I enjoyed it and would recommend for all data enthusiast.
por Peter B•
Kevyn is an absolute joy to learn from. His enthusiasm for the topic is contagious, and his explanations are clear. The course content is well curated, tested, and reinforced. At the end of this course I feel confident that I can *actually* apply machine learning to real world problems and competitions. This is not just a 'good' course, it's a new gold standard in e-learning.
por Lingjun L•
Much more detailed than the previous two courses. The lecturer teaches with more verbose slides and thus gives you a more detailed overview than the lecturer in the first two courses in this specialisation. The assignments are much easier as well. But still thoroughly useful and I have to admit a welcome break from the gruelling process that typified the first two courses!
por Shashi M•
Very good course for a wide spectrum of audience interested in Machine Learning. I just had a basic learning of ML and Python, but the course was structured so well that I could catch-up. Also offers an interesting peak into Neural Networks and Deep learning. Overall, an excellent course with clear and attainable objectives, backed by high quality content and data.
This is great course with very practical methods to sovle real problems in various fields.

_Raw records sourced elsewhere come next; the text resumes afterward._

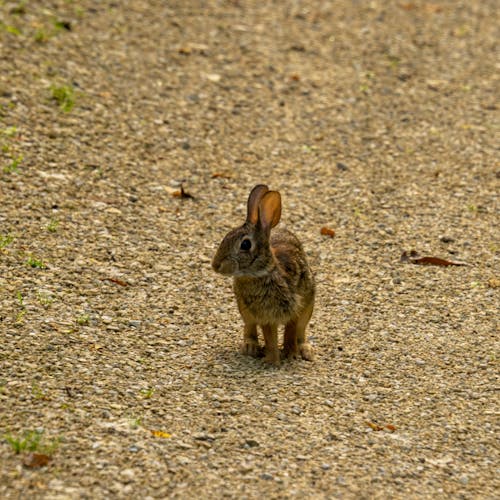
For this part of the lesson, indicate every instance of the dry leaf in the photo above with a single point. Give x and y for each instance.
(408, 6)
(35, 460)
(414, 258)
(117, 281)
(432, 8)
(221, 175)
(182, 194)
(161, 434)
(326, 231)
(374, 426)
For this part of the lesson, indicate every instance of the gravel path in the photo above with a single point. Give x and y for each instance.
(119, 360)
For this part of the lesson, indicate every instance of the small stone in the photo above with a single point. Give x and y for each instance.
(251, 443)
(127, 475)
(446, 239)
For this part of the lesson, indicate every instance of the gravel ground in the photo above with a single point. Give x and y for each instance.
(119, 344)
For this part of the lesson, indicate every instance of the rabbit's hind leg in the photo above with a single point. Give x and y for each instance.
(305, 349)
(250, 344)
(290, 348)
(272, 355)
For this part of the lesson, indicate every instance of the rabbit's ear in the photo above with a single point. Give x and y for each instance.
(253, 202)
(270, 210)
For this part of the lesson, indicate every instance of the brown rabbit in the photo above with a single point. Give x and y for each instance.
(272, 280)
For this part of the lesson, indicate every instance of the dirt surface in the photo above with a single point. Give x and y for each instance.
(119, 354)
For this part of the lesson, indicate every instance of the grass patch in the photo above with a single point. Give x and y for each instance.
(64, 96)
(30, 441)
(13, 166)
(5, 240)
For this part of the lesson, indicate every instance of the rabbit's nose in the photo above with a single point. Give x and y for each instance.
(226, 266)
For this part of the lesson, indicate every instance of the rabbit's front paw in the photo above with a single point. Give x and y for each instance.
(251, 348)
(307, 352)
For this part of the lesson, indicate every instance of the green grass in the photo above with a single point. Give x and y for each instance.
(31, 441)
(5, 240)
(45, 299)
(64, 95)
(13, 166)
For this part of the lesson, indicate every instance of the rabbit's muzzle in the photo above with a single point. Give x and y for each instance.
(225, 266)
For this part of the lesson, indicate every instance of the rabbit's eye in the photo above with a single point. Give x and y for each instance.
(246, 244)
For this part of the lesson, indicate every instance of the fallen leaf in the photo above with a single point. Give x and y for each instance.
(161, 434)
(432, 8)
(414, 258)
(35, 460)
(221, 175)
(374, 426)
(182, 194)
(326, 231)
(117, 281)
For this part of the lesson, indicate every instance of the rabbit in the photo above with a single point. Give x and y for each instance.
(273, 283)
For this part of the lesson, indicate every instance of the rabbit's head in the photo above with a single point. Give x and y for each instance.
(245, 251)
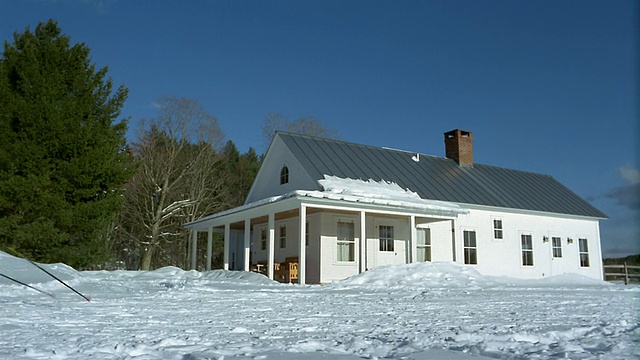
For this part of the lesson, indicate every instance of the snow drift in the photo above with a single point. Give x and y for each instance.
(415, 311)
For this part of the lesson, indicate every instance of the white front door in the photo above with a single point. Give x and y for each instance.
(390, 251)
(423, 244)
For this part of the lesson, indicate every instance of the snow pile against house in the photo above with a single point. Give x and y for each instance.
(379, 193)
(441, 275)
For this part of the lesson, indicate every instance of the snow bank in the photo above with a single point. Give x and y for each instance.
(453, 275)
(23, 270)
(174, 274)
(420, 275)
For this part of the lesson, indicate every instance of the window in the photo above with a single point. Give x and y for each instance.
(284, 175)
(386, 237)
(497, 229)
(527, 250)
(556, 245)
(283, 236)
(470, 249)
(423, 245)
(346, 241)
(584, 252)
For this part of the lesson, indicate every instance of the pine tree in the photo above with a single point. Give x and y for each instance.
(62, 164)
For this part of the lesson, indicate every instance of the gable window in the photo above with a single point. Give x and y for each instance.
(584, 252)
(263, 239)
(284, 175)
(497, 229)
(527, 249)
(346, 241)
(386, 237)
(283, 237)
(556, 245)
(470, 248)
(423, 244)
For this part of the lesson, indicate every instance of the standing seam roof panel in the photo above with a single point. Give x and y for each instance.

I think there should be a additional course regarding Deep learning, which I think would be very successful as well.
Moreover, this course can be combined with Andrew`s ML so that we can have both theoritical concepts and practical experience of Machine Learning in python.
por T.V.S T•
This course gives you a very good knowledge how to apply machine learning techniques (mostly supervised learning) and basic things, like how to preprocess the data and what are the pros and cons of various models and which models to be used based on the kind of data given, and many more basics which are required for a deeper understanding of Machine Learning
The content (slides, python scripts) is very structured. The lecturer explained very clearly. The reference articles were super inspiring. Also, the assignment is very well designed and relevant to what's covered (in comparison, some other courses might have very difficult assignments which need much more self-learning and cause frustration). Thank you!!
por Benjamin M L•
Excellent course, easy to understand, useful and enjoyable to do! Two minor comments: it took me a longer than the estimated times to complete the Quizzes; I have Python programming proficiency and a small amount of background in Machine Learning. I would have preferred the final assessment to have an extension to it which required a more advanced model.
por Fabrice L•
Great course!! And this field of science/technology is fascinating.
The only comment that I would do is that it might have been useful to include a whole pipeline on the creation of a simple machine learning software from the data collection to the end result. I guess that is the goal of the next course on text processing, so I'm looking forward to it.
por David V•
Machine Learning is today a buzzword and you do not really know what it is until you do it. The University of Michigan has put together a great program that takes you from the basics of Python to the latest Machine Learning techniques.
I started without knowing Python, and well, I cannot say that it has always been easy, but I DID IT!
por Oleksandr T•
Thank you all for such an awesome series of courses.
I find these courses really challenging, especially the final assignment. But it is rewarding too, coz you feel, that you CAN solve such tasks in real life too.
Thank you Michigan team for such efforts. During the last 1.5 years I managed to progress from 0 programming knowledge to solving ML tasks
por Callum Z Y Y•
It was a good introduction to machine learning. The assignments and quizzes were well designed to encourage self-learning, which in my opinion is one of the most valuable skills an aspiring data scientist could learn. All in all I am very satisfied with the course and I look forward to enrolling in the other courses in the specialization.